EDITORS DESK
In a recent conversation I had with several media practitioners, the discussion moved across many topics, but one subject immediately took over the room: artificial intelligence (AI).
Today, AI is everywhere. Open Facebook and you’ll likely encounter cats fighting like martial arts masters. Scroll through Youtube and many of the thumbnails and preview images are already AI-generated. Even entire novels, songs, essays, and artworks are now being produced in seconds by machines trained to imitate human creativity.
But beyond the amusing and bizarre side of AI lies something far more profound and quite unsettling.
One of the more serious discussions centered on OpenAI’s GPT 5.3 Codex, a coding model that reportedly became instrumental in helping improve versions of itself. Then there is Moltbook, a social platform designed exclusively for AI agents only. Think Reddit but for machines only. Humans are only allowed to observe the machines talking among themselves.
Just a few years ago, these concepts would have sounded like science fiction. Today, they are reality.
And perhaps that is why Charlize Theron’s recent comments during the press tour of the 2026 survival thriller “Apex” resonated so strongly across industries beyond Hollywood. Responding to Timothee Chalamet’s controversial remarks dismissing ballet and opera as fading art forms, Theron bluntly said: “In 10 years, AI is going to be able to do Timothee’s job, but it will not be able to replace a person on a stage dancing live.”
She later clarified that she may have spoken emotionally and acknowledged that nobody truly knows what the future holds. But the statement had already struck a nerve.
There has been some push back. There are news agencies that are banning AI to crawl its website and content. Getty Images doesn’t accept content produced by AI tools. And just this month, The Academy of Motion Picture Arts and Sciences (Oscars) announced that it is banning AI-generated actors and scripts from the awards.
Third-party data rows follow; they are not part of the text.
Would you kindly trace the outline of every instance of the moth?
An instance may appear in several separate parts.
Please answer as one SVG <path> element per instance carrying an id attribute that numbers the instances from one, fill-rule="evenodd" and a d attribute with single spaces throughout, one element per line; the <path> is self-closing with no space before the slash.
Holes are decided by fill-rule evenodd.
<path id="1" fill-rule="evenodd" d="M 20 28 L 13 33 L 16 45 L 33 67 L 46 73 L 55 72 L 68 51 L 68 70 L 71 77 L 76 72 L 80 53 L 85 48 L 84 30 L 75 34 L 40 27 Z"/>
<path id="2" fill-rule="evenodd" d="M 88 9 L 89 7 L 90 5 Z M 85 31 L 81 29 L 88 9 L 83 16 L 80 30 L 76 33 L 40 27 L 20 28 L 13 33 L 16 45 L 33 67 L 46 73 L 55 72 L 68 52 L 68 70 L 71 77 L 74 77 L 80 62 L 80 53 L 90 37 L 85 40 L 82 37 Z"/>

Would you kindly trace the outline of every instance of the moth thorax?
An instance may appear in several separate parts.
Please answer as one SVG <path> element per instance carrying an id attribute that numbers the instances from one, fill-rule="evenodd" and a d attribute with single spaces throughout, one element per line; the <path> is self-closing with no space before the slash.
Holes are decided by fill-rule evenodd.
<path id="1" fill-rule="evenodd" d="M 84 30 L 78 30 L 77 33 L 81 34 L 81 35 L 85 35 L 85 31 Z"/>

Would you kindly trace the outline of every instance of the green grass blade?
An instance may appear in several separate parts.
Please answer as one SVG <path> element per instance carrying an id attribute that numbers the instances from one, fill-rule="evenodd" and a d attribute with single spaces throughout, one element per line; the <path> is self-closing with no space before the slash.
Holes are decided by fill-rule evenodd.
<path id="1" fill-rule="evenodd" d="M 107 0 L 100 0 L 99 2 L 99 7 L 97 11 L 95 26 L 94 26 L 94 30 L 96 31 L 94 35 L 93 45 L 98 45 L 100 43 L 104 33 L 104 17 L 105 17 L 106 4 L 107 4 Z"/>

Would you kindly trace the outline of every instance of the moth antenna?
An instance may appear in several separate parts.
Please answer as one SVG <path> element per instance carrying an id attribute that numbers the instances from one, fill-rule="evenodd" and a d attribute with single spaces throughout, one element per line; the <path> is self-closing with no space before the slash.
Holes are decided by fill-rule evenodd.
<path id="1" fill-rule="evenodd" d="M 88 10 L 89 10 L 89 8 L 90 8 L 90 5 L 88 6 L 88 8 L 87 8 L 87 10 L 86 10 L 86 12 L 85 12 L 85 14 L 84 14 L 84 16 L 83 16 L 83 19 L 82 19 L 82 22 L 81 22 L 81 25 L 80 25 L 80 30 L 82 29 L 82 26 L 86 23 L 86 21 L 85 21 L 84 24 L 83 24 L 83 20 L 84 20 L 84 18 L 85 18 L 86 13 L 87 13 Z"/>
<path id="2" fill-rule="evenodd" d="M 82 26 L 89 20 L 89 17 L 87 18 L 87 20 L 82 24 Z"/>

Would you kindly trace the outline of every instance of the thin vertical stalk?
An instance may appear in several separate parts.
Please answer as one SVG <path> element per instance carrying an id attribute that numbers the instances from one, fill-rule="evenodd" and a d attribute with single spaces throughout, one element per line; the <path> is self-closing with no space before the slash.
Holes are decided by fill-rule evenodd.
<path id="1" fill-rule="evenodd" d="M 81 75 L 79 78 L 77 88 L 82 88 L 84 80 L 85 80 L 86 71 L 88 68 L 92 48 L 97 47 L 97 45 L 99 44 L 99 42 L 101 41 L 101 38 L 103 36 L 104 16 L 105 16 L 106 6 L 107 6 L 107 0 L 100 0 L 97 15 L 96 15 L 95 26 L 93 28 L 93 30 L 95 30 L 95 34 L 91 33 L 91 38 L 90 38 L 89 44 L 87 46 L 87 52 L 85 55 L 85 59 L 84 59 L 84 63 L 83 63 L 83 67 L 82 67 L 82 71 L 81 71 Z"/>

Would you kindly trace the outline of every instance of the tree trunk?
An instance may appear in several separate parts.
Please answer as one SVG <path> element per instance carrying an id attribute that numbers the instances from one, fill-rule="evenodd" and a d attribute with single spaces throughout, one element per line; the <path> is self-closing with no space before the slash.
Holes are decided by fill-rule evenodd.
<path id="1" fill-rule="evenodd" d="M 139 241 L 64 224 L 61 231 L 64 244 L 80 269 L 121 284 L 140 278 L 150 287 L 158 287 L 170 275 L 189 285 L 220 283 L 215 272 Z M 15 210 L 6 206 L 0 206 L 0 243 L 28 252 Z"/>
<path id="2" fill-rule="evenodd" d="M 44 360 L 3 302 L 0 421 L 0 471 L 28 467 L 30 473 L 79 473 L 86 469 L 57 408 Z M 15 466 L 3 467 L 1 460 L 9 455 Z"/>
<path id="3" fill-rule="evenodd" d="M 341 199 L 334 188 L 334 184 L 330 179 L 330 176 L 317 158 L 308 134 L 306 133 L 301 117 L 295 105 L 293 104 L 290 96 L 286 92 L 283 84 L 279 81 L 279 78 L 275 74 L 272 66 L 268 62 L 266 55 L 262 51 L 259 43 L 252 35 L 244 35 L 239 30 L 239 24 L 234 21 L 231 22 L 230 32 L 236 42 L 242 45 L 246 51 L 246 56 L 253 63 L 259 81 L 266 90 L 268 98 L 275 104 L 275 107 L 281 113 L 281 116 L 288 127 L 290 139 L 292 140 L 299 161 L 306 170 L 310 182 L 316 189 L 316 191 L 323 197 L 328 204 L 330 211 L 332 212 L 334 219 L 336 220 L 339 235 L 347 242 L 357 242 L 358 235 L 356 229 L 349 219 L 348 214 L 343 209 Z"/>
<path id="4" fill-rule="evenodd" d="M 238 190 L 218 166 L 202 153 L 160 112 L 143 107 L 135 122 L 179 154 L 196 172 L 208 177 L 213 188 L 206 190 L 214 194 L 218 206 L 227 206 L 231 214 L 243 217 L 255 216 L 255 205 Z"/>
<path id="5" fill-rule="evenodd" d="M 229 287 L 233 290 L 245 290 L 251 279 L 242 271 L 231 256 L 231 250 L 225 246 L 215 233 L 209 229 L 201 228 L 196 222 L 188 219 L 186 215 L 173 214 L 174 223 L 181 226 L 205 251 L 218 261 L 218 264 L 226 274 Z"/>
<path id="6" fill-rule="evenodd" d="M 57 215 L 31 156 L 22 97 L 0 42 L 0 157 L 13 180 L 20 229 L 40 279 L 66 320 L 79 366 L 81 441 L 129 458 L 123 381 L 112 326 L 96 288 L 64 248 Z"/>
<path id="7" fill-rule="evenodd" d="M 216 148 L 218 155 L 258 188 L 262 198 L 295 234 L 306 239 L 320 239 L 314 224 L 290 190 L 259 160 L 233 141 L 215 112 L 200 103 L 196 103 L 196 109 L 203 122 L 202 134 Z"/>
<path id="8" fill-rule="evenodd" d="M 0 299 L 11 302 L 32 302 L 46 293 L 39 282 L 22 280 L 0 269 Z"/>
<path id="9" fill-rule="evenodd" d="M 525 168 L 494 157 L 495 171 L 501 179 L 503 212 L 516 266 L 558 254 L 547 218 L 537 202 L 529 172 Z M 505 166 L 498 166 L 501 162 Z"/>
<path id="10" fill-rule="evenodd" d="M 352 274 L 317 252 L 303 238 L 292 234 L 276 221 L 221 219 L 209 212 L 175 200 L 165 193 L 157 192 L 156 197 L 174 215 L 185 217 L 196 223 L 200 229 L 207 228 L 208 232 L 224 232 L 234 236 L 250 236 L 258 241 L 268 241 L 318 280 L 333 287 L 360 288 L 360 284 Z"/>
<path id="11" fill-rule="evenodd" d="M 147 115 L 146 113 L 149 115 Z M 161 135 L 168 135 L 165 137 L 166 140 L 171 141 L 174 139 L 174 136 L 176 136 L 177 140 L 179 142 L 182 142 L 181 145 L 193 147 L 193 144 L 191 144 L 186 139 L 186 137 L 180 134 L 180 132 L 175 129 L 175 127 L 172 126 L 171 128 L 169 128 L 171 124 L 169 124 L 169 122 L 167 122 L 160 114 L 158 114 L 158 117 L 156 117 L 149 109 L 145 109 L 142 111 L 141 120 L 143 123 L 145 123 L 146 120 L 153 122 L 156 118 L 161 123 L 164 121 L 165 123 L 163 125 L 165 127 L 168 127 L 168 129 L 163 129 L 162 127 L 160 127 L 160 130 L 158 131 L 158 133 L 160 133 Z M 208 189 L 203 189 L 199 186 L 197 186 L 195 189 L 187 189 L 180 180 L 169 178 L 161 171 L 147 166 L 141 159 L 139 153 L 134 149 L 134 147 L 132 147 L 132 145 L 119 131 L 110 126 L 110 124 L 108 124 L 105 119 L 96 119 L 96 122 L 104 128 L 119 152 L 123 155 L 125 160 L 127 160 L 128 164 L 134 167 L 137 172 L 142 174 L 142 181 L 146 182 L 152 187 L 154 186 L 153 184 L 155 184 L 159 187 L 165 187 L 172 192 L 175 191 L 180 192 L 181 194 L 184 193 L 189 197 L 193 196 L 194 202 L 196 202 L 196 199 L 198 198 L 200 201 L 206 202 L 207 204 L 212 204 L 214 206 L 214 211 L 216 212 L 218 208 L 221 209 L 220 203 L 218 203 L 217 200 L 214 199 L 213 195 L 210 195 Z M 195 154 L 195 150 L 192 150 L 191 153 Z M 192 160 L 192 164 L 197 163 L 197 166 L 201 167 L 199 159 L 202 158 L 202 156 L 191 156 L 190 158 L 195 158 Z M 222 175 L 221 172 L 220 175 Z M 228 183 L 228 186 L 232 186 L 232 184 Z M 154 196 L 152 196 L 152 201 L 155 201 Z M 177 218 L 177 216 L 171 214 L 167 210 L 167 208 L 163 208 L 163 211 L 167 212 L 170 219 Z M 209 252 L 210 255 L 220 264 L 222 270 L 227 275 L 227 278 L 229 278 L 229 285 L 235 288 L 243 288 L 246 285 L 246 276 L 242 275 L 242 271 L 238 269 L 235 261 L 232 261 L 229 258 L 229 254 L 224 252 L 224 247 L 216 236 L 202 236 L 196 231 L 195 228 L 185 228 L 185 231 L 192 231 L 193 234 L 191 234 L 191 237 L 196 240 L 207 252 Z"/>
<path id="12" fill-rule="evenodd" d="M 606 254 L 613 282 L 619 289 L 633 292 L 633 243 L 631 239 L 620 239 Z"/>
But the truth is, AI is no longer arriving. It has already arrived.
It is inside newsrooms, production houses, advertising agencies, publishing companies, design studios, and film editing bays. Stories are now drafted in seconds. Campaigns are conceptualized through prompts. Photos can be generated without cameras. Headlines are optimized before an editor can even finish coffee.
Media today exists in a strange contradiction. Never before has information moved this quickly. Never before have creators had access to this much efficiency. And yet, despite all the technological advancement, media has also never felt this exhausted.
Perhaps because AI is exposing something that already existed long before ChatGPT entered the public consciousness: a creative industry that has long been operating under pressure to produce more, faster, cheaper, and louder. For years, media organizations worldwide have been cutting budgets, reducing manpower, chasing algorithms, and prioritizing virality over substance. AI did not create the commodification of content. It merely accelerated it.
This is why Theron’s distinction between cinema and live performance matters.
A live performance cannot be replicated by predictive text. A stage actor cannot hide behind automation. A ballet performance succeeds not because it is flawless, but because it is human. The imperfections, spontaneity, vulnerability, and emotional presence are precisely what make it real.
Ironically, AI’s rise may eventually force journalism and publishing to rediscover authenticity.
In a digital landscape increasingly saturated with machine-generated content, audiences may begin valuing perspective over perfection. Discernment over speed. Humanity over optimization. And this is where creative industries, like media, can be champions by placing the “human voice” front and center.
The more artificial the world becomes, the more people will search for proof that another human being is still behind the work.
(Rey Robes Ilagan is the editor of Manila Bulletin’s Lifestyle section.)